Шрифт:
Интервал:
Закладка:
Раздосадованная Каролина ждала дальнейших объяснений. Пребывая в глубоком трауре, она жила как в тумане, и у нее даже не отложилось, когда ее племянник наконец-то открыл отель «Уолдорф». Но теперь она постоянно замечала чужие экипажи, останавливающиеся перед ее домом. По ее газону вечно слонялись какие-то непонятные люди.
Томас прокашлялся. Она чувствовала, что он боится ее расстроить.
– Ну? Что на этот раз?
– С прискорбием вынужден сообщить, что вчера вечером кто-то из постояльцев отеля «Уолдорф» облегчился в палисаде.
Каролина была поражена. Какая мерзость! Цивилизованные люди такого себе не позволяют.
– Ради бога, простите, миссис Астор, но я счел, что вас необходимо поставить в известность. – Дворецкий снова прочистил горло. – К сожалению, это еще не всё.
– Не всё? – Каролина сложила на груди руки, приготовившись к худшему.
– Один из лакеев обнаружил, что вчера вечером еще один постоялец отеля – совершенно посторонний человек – прошел вместе с вашими гостями на бал. К сожалению, он уснул в одной из ваших гостевых комнат, а до этого где-то растерял свою одежду.
Каролина поморщилась. Какое вопиющее хамство. Она велела Томасу распорядиться, чтобы кучер подал к дому экипаж, и немедля поехала к племяннику требовать, чтобы Уолдорф закрыл свой отель.
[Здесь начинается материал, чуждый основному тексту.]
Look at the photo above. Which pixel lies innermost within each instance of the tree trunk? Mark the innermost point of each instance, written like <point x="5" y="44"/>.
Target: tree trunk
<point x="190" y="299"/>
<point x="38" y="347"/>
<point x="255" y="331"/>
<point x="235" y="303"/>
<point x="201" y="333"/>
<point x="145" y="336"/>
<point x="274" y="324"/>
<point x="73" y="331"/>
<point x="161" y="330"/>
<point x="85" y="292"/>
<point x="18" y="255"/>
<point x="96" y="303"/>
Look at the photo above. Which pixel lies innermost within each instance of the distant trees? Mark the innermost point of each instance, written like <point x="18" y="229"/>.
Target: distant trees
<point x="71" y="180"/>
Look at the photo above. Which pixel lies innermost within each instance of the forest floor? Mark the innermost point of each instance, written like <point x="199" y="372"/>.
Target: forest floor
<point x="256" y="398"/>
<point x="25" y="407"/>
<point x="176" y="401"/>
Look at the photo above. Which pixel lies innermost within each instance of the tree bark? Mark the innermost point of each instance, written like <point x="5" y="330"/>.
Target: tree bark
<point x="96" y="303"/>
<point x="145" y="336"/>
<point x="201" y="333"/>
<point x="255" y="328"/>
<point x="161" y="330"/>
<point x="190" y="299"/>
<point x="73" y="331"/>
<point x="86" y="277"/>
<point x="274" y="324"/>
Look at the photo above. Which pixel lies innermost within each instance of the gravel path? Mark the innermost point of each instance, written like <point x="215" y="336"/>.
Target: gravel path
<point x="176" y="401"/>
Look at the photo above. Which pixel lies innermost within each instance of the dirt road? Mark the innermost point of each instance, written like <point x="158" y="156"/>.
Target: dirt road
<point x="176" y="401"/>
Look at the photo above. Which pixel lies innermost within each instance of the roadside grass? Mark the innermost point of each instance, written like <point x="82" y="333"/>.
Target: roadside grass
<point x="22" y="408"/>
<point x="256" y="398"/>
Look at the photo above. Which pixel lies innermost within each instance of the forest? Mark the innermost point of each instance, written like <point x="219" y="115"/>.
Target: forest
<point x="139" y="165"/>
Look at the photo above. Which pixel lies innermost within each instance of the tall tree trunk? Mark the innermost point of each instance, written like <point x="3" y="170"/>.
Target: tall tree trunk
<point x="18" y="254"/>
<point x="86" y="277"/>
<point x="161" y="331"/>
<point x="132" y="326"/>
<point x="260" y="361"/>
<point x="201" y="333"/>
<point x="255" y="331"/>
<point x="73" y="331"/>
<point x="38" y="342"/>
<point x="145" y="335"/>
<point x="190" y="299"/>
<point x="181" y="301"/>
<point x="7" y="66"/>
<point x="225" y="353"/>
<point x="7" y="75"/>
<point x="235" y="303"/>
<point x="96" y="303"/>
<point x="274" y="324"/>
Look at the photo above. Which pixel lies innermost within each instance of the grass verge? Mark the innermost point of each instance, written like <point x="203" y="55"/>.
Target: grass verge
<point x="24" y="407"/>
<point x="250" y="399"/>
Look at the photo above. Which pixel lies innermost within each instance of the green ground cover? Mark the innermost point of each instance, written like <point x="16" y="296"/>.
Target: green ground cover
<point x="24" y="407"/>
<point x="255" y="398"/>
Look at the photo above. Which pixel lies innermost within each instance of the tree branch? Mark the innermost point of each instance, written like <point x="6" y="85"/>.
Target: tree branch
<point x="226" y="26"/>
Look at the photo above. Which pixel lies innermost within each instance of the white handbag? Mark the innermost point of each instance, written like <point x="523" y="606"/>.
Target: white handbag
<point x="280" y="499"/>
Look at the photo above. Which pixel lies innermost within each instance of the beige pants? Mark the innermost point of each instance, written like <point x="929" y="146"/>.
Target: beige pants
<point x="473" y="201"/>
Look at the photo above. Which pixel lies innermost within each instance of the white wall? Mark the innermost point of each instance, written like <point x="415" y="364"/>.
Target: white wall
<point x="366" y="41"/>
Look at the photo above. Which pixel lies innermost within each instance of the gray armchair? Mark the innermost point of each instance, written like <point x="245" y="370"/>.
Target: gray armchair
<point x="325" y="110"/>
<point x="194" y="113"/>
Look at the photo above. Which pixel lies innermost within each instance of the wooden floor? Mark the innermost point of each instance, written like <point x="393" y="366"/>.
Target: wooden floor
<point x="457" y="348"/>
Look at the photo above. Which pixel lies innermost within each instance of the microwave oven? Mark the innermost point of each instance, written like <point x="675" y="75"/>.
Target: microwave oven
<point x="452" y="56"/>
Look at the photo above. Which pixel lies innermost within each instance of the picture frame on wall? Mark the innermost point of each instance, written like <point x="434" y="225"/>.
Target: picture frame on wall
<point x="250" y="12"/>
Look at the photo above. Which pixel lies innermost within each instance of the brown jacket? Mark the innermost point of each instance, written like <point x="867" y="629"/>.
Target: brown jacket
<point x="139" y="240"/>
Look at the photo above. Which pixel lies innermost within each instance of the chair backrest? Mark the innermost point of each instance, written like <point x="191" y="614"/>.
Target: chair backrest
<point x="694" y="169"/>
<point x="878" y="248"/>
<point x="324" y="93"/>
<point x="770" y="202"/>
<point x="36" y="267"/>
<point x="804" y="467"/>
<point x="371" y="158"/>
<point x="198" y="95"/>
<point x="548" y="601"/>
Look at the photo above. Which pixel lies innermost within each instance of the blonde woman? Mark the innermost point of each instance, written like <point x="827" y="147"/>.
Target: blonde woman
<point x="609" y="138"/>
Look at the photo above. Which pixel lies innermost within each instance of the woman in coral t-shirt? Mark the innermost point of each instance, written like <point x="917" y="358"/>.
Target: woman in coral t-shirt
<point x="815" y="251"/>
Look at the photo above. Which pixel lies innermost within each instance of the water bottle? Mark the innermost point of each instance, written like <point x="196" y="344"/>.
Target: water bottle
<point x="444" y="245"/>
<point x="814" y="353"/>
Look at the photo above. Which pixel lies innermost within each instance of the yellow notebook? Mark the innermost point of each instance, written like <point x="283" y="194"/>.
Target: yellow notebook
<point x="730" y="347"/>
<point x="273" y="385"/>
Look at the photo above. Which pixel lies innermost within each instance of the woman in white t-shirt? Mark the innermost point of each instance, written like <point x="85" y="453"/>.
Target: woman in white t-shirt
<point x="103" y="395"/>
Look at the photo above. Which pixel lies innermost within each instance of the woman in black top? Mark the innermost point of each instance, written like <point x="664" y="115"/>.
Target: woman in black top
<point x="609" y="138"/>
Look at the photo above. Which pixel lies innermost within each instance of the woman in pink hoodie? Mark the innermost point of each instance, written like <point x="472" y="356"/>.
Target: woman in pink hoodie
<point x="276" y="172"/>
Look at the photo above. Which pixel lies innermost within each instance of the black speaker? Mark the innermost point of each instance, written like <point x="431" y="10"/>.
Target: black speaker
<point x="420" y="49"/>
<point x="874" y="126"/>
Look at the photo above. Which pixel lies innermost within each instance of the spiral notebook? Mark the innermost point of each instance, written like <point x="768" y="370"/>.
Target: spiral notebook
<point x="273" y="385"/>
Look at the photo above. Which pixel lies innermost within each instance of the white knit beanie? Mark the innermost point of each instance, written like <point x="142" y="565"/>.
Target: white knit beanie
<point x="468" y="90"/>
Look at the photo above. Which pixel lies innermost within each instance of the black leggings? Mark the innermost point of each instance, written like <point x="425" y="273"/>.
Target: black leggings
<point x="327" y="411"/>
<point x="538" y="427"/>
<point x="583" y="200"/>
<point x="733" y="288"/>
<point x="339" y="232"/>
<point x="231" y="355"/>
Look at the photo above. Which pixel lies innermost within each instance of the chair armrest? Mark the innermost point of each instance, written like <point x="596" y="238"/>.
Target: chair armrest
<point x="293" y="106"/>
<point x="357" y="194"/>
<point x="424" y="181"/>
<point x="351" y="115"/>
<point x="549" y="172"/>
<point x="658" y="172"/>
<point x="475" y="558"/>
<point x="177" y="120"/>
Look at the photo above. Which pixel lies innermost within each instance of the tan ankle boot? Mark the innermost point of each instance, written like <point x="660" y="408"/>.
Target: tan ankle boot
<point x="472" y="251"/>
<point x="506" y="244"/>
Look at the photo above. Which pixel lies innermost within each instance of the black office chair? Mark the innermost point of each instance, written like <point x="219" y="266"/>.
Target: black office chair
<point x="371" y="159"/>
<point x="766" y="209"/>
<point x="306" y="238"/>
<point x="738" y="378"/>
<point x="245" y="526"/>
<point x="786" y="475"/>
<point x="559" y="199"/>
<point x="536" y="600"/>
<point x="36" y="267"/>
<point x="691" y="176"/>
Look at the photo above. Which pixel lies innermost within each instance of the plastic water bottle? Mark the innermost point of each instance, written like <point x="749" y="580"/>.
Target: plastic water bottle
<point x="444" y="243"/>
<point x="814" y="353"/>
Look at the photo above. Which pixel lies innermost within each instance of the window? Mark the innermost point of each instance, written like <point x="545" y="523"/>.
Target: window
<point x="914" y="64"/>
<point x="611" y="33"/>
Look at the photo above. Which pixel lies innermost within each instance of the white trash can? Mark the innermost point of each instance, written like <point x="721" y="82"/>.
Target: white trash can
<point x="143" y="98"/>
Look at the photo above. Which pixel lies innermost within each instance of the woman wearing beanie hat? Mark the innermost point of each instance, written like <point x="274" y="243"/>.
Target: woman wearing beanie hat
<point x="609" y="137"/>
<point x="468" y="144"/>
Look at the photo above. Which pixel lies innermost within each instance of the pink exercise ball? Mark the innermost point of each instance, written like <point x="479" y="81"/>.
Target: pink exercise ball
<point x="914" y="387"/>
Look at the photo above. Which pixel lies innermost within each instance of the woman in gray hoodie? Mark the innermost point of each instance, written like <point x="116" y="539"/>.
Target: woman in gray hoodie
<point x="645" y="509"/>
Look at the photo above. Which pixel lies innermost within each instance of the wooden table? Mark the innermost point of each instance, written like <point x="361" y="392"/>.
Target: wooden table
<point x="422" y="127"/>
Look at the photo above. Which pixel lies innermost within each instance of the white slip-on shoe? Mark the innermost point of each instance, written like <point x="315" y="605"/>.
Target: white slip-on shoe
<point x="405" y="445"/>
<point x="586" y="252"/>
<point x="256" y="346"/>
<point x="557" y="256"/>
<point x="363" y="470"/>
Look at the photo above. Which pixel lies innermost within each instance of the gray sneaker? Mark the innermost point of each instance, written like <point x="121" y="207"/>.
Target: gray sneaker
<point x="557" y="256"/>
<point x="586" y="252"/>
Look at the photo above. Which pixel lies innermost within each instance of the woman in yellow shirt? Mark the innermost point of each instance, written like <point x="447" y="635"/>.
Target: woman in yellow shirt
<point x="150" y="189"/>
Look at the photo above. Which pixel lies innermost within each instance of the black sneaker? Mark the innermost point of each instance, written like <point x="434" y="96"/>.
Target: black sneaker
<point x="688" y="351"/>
– И не подумаю, тетя Лина. – Уолдорф принял ее в бильярдной, где он гонял шары, сосредоточиваясь на каждом ударе, и, отвечая, даже не удосуживался поднять на нее глаза. – Отель приносит очень хорошую прибыль. К тому же, – добавил он, посылая в лузу сложный шар, – ваш старый особняк немного портит общий вид. Будет лучше, если вы съедете отсюда, чем окажете всем нам большую услугу. Я буду только рад, если вы снесете свою развалюху и освободите место для чего-то более стоящего.
– Бойся своих желаний, Уолдорф. – Внешне Каролина оставалась спокойной, двигалась грациозно, с величавой медлительностью, но внутри у нее все кипело. Она покинула бильярдную и поехала домой, обдумывая план мести.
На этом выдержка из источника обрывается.